Oleh Ust. Hilmi Aminudin
Ar-Riyaadah (jiwa kepeloporan) terbagi dalam tiga jenis, sebagai berikut:
Pertama, ar-riyaadah ruhiyah wal ma’nawiyah, kepeloporan dalam ruhiyah dan maknawiyah, dalam mentalitas dan moralitas. Kepeloporan ruhiyah dan maknawiyah ini akan mudah terlihat dalam mawaqif (sikap-sikap) ketika menghadapi aneka ragam tantangan, tuntutan pengorbanan dan resiko. Ia akan nampak dalam sikap-sikap yang tenang dan tidak gelisah karena memiliki mustaqrir nafsian wa fikrian, yakni tenang dan stabil secara kejiwaan dan pemikiran.
Di dalam situasi apa pun kader dakwah seharusnya tidak tergoyahkan oleh tantangan, resiko dan ancaman apa pun. Ar-riyaadah ruhiyah wal ma’nawiyah ini terbentuk oleh lima muwashafat (karakter) utama sebagaimana digambarkan oleh Ali bin Abi Thalib ra:
al-khaufu minal Jalil, takut kepada Allah.
al ‘amalu bit tanzil, beramal dengan selalu berpanduan pada al-Qur’an dan as-Sunnah.

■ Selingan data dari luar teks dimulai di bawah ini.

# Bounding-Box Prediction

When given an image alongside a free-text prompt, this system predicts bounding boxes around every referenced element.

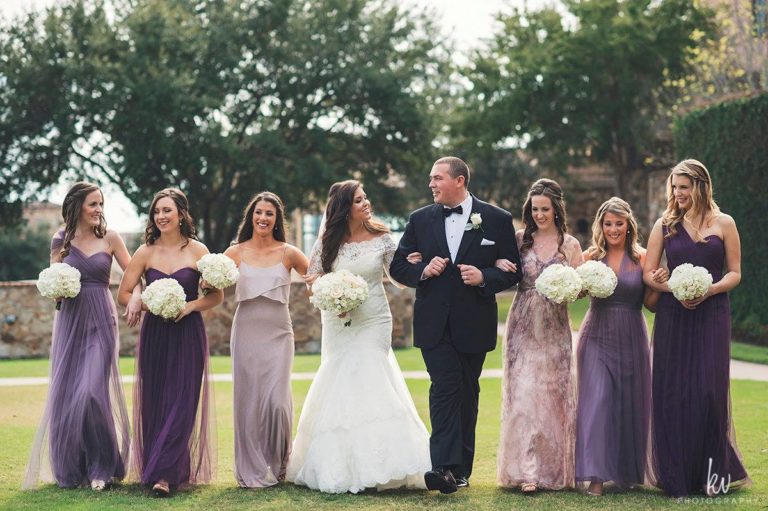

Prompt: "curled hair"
[433,156,470,187]
[586,197,642,264]
[235,191,287,243]
[662,159,720,241]
[59,182,106,259]
[143,188,197,247]
[520,178,568,256]
[320,180,389,273]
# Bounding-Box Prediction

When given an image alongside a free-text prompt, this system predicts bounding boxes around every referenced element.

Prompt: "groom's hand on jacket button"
[424,256,449,278]
[457,264,483,286]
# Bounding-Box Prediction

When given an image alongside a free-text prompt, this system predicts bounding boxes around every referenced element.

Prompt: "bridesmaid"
[496,178,582,492]
[118,188,222,497]
[24,182,141,490]
[574,197,663,496]
[643,159,750,497]
[224,192,308,488]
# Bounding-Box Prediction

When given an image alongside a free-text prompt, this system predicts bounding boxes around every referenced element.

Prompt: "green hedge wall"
[674,93,768,344]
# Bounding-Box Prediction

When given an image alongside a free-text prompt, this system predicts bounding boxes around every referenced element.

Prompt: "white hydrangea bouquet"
[37,263,82,310]
[667,263,713,301]
[577,260,618,298]
[535,263,583,304]
[309,269,369,327]
[142,278,187,320]
[197,253,239,289]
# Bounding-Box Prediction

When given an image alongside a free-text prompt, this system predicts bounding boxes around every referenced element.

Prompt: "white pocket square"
[480,238,496,246]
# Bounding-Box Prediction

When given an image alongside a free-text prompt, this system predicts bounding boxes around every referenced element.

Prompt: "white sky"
[1,0,521,231]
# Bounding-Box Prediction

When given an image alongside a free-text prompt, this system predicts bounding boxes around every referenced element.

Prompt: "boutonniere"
[464,212,483,232]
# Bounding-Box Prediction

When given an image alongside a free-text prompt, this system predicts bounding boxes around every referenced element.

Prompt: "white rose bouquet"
[197,253,239,289]
[309,269,369,326]
[142,278,187,320]
[37,263,82,310]
[667,263,713,301]
[577,260,618,298]
[535,263,583,304]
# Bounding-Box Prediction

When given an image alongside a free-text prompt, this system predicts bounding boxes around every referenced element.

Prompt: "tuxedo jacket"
[389,195,522,353]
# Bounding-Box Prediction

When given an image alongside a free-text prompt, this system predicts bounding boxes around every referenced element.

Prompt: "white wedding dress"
[286,234,430,493]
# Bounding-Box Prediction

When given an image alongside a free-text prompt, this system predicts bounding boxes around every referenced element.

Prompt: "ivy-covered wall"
[675,94,768,344]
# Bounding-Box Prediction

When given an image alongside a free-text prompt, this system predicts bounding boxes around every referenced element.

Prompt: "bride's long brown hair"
[320,180,388,273]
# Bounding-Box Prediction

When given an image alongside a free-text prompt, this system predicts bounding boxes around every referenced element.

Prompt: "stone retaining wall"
[0,280,414,358]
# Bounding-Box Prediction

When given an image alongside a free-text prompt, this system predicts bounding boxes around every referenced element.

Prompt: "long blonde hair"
[586,197,642,264]
[662,159,720,241]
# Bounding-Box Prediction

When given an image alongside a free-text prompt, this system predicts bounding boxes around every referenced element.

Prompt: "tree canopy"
[455,0,714,210]
[0,0,448,250]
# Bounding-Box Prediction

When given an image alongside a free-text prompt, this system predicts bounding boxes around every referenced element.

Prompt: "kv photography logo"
[706,457,731,496]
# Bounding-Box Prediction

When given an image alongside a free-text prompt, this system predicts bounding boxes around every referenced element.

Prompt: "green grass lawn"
[496,292,655,331]
[731,342,768,366]
[498,292,768,366]
[0,340,763,382]
[0,376,765,510]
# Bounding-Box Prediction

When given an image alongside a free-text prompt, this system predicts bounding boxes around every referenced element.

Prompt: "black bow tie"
[443,205,463,217]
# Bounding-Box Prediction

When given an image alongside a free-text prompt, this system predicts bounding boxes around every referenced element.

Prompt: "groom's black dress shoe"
[455,476,469,488]
[424,468,458,494]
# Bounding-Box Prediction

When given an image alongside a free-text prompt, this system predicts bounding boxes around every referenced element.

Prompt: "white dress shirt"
[444,193,473,262]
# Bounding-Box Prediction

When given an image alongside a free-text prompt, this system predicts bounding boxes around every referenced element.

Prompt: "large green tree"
[456,0,713,219]
[0,0,446,250]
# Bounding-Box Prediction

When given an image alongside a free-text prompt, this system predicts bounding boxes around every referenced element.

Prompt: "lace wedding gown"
[286,234,430,493]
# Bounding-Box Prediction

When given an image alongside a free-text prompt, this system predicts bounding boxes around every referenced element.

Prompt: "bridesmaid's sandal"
[521,482,537,493]
[152,479,170,497]
[90,479,106,492]
[585,482,603,496]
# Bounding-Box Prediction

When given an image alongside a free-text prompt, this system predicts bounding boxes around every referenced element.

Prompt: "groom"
[390,156,522,493]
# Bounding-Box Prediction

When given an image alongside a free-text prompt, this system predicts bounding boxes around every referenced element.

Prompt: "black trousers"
[421,328,486,479]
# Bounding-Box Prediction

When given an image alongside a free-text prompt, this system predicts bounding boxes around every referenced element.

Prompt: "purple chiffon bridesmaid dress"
[575,253,651,489]
[131,266,215,489]
[650,225,749,496]
[231,257,294,488]
[24,233,130,489]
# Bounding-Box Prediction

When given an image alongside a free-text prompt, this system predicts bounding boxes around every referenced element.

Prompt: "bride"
[286,180,430,493]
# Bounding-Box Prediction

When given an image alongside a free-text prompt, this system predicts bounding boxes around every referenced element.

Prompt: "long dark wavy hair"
[320,180,389,273]
[235,191,287,243]
[520,178,568,256]
[58,182,107,259]
[143,188,197,247]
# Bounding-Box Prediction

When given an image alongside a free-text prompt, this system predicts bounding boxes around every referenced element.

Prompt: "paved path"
[1,323,765,387]
[1,362,765,387]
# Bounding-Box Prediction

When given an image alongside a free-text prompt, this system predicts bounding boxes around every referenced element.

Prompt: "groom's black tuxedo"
[390,194,522,480]
[390,195,522,353]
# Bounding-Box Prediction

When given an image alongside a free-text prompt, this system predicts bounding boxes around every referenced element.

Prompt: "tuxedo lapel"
[454,197,482,264]
[430,205,451,259]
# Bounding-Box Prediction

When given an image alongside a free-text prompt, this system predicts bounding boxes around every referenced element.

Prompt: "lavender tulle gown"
[131,267,215,488]
[650,226,749,496]
[24,234,130,489]
[575,253,651,489]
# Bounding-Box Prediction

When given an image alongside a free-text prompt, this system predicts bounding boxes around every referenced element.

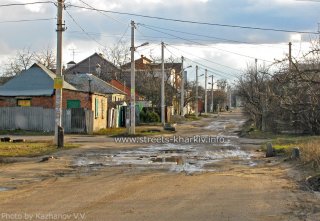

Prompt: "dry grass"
[299,140,320,168]
[271,136,320,169]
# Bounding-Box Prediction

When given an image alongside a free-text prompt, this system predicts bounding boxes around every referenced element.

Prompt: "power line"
[166,44,242,73]
[165,45,238,79]
[76,0,127,26]
[115,24,130,45]
[0,18,55,24]
[298,0,320,1]
[138,23,274,63]
[68,4,318,35]
[65,9,106,48]
[0,1,53,7]
[139,23,289,50]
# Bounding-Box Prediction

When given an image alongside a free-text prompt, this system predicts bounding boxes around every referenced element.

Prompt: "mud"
[0,111,319,221]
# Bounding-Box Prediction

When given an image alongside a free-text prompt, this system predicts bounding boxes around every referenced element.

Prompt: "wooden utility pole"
[54,0,65,146]
[289,42,292,72]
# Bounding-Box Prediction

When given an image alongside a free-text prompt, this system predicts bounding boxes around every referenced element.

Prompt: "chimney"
[67,61,76,69]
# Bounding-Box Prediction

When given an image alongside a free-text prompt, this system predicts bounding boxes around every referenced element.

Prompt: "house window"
[101,99,105,119]
[17,99,31,107]
[95,98,99,118]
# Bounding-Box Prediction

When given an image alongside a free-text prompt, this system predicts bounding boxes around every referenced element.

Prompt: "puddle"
[205,119,246,132]
[0,187,16,192]
[72,119,258,174]
[73,143,255,174]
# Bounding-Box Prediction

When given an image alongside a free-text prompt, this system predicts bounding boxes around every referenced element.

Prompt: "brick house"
[0,63,116,132]
[109,79,143,101]
[64,73,126,129]
[120,55,182,113]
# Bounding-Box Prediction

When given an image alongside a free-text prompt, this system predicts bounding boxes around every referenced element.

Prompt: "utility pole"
[161,42,165,125]
[130,20,136,134]
[289,42,292,72]
[180,56,184,116]
[228,85,232,109]
[195,65,199,117]
[255,58,258,74]
[210,75,214,112]
[204,69,208,114]
[54,0,65,146]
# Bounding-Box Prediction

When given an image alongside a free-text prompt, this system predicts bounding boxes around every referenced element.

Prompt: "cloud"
[0,0,318,77]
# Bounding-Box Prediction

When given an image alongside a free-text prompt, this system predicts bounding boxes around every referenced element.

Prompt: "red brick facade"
[0,89,97,110]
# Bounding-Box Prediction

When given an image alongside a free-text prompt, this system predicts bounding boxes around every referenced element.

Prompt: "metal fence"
[0,107,93,134]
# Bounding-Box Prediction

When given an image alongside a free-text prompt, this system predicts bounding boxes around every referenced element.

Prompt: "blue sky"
[0,0,319,82]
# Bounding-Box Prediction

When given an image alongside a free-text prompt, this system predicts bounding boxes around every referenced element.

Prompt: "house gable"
[0,63,77,97]
[64,53,120,81]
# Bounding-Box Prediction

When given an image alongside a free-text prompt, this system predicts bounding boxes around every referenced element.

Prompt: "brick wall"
[0,97,15,107]
[0,90,93,109]
[31,96,55,108]
[61,89,92,109]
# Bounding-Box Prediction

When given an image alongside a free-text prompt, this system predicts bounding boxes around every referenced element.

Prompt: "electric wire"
[139,23,290,50]
[76,0,127,26]
[0,1,53,7]
[67,4,318,35]
[65,9,106,48]
[138,23,274,63]
[164,46,238,79]
[166,44,243,73]
[0,18,55,24]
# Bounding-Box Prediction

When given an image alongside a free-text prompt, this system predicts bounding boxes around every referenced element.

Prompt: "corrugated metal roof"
[64,73,125,95]
[0,63,77,97]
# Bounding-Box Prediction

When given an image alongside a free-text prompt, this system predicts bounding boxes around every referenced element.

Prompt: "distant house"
[121,55,182,89]
[0,63,122,132]
[120,55,182,114]
[64,73,126,105]
[109,79,143,101]
[64,52,121,81]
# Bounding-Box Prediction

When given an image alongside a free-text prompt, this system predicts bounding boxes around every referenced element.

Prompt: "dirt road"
[0,111,319,221]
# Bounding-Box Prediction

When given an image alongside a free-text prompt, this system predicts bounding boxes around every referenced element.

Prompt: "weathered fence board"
[0,107,94,133]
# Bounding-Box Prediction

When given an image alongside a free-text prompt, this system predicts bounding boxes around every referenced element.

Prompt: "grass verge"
[271,136,320,167]
[0,141,78,157]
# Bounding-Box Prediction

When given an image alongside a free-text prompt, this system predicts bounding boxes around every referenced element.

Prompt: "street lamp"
[180,65,192,116]
[129,21,149,135]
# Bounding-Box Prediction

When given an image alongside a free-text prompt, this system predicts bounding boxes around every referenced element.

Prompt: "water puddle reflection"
[73,143,257,174]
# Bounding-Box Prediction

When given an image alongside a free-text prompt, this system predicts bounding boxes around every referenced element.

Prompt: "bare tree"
[102,40,130,67]
[236,63,270,130]
[3,47,34,77]
[34,46,56,69]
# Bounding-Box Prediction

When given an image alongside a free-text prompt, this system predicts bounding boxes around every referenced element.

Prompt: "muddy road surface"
[0,111,319,221]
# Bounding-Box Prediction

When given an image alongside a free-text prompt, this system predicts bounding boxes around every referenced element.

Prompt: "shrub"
[140,111,160,123]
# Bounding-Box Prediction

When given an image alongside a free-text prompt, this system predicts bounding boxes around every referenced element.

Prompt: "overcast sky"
[0,0,319,83]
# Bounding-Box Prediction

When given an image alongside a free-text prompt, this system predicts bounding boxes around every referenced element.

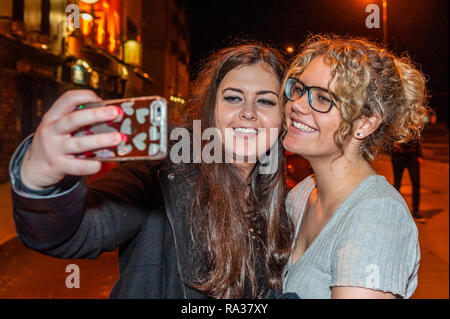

asy-syukru bil jazil, selalu bersyukur akan pemberian dari Allah yang demikian banyak dan tak terhitung—wa in ta’uddu ni’matallahi laa tuhsuha, kalau kita ingin menghitung-hitung nikmat dari Allah niscaya kita tidak akan sanggup menghitungnya.
As-shabru bil qalil, bersabar ketika ada kekurangan fasilitas atau harapan yang belum terpenuhi, keinginan yang belum terealisasi, obsesi yang belum tercapai, situasi yang mungkin menyakitkan ataupun kondisi yang mungkin merugikan.
Al-Isti’dad li yaumir rahil, bersiap diri untuk menghadapi akhirat. Kita hidup berjuang memang di dunia, tetapi orientasi hidup kita tetap harus akhirat.